Take “Dear Little Me,” a poem that reads as a letter slid under a locked door. It begins with apology—“I’m so sorry / For everything I’ve put us through”—and then names the internalized cruelty so many trauma survivors recognize: “For telling you that you’d never be enough. / For insisting your worth depended on everyone else.” What follows is not a self-help slogan; it’s a re-parenting vow. “I choose to forgive myself,” she writes. And later, with a tenderness that feels earned rather than performed: “We made it… / We found peace, calm, and balance.” The poem ends the way a steady hand ends a panic attack: “It’s time for you to set it all down now. / I’ve got it from here. / Please trust me.”

In other words, the “you” becomes a bridge back to the self who didn’t think she’d make it.
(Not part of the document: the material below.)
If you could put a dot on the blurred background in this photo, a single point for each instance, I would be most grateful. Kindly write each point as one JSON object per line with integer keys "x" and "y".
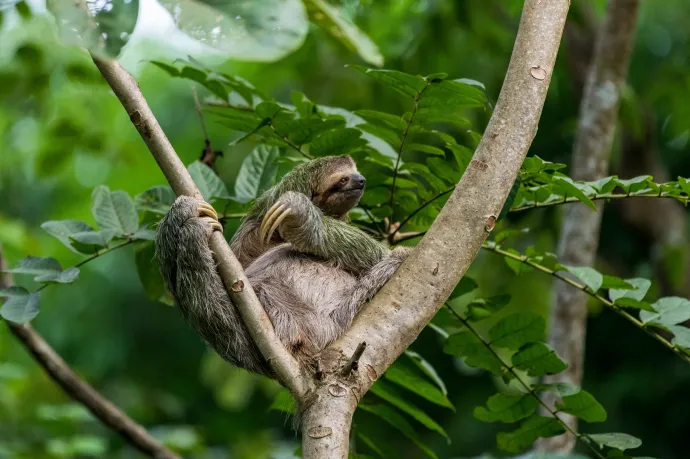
{"x": 62, "y": 133}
Elsewhere, the “you” is rawer, angrier—an address aimed outward, toward the people and systems that refused to take her seriously. In “Do You Love Yourself? What Does That Feel Like?” the poem frames self-love not as a bubble-bath concept, but as a question complicated by diagnosis and history: “How can one be happy… / With the BPD, the PTSD… the depression / and the anxiety?” Then the poem does something rare in lyric writing: it lists symptoms plainly, without romantic fog—fear of abandonment, unstable relationships, chronic emptiness, paranoia/dissociation—as if to insist that the mind’s chaos has an architecture, that suffering is not just a mood but a structure you live inside.

And yet the poem turns. “If you ask me now,” she says, “I’d have a different story to tell. / I love myself, / More than I ever have before.” The “now” is important. This is not a book that denies the past; it’s a book that documents the painstaking creation of a present tense.
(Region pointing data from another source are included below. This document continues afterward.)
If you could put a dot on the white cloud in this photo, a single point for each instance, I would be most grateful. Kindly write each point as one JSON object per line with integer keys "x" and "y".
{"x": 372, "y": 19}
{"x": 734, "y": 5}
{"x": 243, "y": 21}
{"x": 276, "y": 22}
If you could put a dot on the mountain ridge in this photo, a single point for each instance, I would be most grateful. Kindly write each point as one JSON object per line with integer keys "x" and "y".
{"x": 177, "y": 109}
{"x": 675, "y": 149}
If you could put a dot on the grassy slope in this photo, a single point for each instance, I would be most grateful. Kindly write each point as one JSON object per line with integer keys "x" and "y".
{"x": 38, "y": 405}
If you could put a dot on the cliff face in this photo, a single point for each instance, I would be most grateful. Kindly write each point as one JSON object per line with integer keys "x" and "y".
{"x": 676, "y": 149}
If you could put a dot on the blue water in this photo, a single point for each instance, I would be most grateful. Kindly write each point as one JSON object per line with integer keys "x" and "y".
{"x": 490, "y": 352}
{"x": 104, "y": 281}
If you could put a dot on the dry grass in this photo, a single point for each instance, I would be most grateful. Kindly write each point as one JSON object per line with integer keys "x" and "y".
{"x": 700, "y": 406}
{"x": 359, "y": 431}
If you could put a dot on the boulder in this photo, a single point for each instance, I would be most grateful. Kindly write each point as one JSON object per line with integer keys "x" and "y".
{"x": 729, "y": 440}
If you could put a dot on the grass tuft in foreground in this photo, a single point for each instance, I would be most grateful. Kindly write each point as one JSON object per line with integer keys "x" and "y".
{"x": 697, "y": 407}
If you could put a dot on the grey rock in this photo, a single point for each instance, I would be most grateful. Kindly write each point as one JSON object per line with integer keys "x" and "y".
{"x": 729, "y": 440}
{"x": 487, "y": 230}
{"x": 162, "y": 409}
Perhaps the most surprising “you” in the collection is the one addressed with gratitude. In “More Than A Therapist,” Gannon speaks to “Stephanie”—not merely as a clinician, but as mentor, leader, inspiration, and friend. She doesn’t mythologize therapy; she specifies it: journaling, gratitude, affirmations, breathing, reframing thoughts. And then comes a line that reads like a hinge: “Because of you, / I know that I’m WORTHY”—a word made physical, tattooed, seen every day.

As a literary object, Poems from a Borderline Heart is intentionally direct. It favors clarity over ornament, emotional accuracy over cleverness. Its ellipses mimic the stop-start of difficult speech; its repetitions recreate the mind circling a bruise. And its best poems understand something essential: when you’ve spent years being told you’re “crazy,” “too sensitive,” “too much,” the most radical sentence you can write might be the simplest one.

“I am not broken,” she insists. “I am not bruised. / I am me / And unapologetically so.”

Read Poems from a Borderline Heart for its honesty—and for its craft: the way it uses “you” as both mirror and lifeline, turning address into a form of care.